Friend: How do you write a book? Me: One word at a time. Friend: But where do you get the ideas to write 200 or more pages?
I don’t know. Not really. I don’t think any author does.
But I do know WHEN I’ve got an idea for a book. There’s a niggling in my head, like a fish on a hook, followed by “You know, this might work.” Usually, I’m doing something earth-shatteringly important when this happens, like scrubbing the toilet or mowing the lawn. When I don’t have to focus on what I’m doing because I’ve washed the dishes approximately four million times, and my mind can wander.

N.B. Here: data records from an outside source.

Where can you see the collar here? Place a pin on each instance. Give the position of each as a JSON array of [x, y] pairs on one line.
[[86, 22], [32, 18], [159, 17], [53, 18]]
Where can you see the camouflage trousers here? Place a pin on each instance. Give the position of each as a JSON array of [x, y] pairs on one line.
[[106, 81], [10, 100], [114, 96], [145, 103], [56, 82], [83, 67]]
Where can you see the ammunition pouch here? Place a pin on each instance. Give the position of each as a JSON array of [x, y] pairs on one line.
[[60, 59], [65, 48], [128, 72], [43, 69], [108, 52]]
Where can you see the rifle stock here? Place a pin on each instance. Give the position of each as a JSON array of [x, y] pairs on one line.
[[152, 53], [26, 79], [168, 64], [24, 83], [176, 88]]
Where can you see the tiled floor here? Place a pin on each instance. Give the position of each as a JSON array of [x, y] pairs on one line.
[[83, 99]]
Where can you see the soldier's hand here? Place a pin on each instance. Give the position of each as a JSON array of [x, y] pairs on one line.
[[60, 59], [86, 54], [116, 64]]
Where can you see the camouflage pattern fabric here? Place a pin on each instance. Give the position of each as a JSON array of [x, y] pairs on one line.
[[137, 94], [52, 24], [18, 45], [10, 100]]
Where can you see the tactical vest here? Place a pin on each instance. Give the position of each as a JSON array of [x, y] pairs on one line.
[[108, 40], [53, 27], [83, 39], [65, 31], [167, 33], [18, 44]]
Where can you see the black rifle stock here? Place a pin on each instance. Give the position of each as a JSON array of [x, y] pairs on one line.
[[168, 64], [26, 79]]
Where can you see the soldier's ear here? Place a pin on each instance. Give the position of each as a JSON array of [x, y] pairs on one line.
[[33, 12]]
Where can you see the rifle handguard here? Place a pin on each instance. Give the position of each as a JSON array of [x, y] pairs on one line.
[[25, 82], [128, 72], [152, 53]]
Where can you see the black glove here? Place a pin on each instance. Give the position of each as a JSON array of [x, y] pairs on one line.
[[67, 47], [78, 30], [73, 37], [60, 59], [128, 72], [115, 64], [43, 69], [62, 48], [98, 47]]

The WHAT is straightforward, too. 99% of the time, a novel starts as a single image, strong and clear in my head. For Inferno, it was a woman kneeling on an old wooden floor. She’s blindfolded and bound. A long cloak wraps around her and the shimmer of a grey gown can be seen through the slit. The rhinestones of the dress bite into her knees. Though she’s in a vulnerable position she’s not afraid. In fact, she smiles to herself.
Everything else spools out from that image, and then connects to other images. In fact, that scene happens very late in the book.
Thus a story is born. I have lots of these pictures stuffed in my head. I don’t go write them down because the memory is strong, and if it isn’t, well, that story wasn’t meant to be.
My current image is of a woman sitting on the floor by a large, ornate door. Her head is in her hands. She’d be slumped if her corset wasn’t holding her up, and her despair is palpable. It contrasts with her elegant appearance. Her striped dress pools around her (White with green vertical stripes, trellised with embroidered roses) and emerald chandelier earrings sway with her ragged breathing as she tries to keep from crying.
Her head is in her hands. She’d be slumped if her corset wasn’t holding her up, and her despair is palpable.
There you have it. The seed for my next book. I’ve figured out exactly where she’s sitting and why she feels as she does. I just keep asking questions until I get the whole story out of her. That’s the HOW of writing: asking questions until I get the answers.
The WHO is me, or you, if you write or daydream or paint. I think it’s similar for most of us. WHERE these images come from is uncertain. Probably from an amalgamation of daily life. As an artist friend says, “Its all goes in the hopper.”
And occasionally, a nugget pops out and becomes a novel.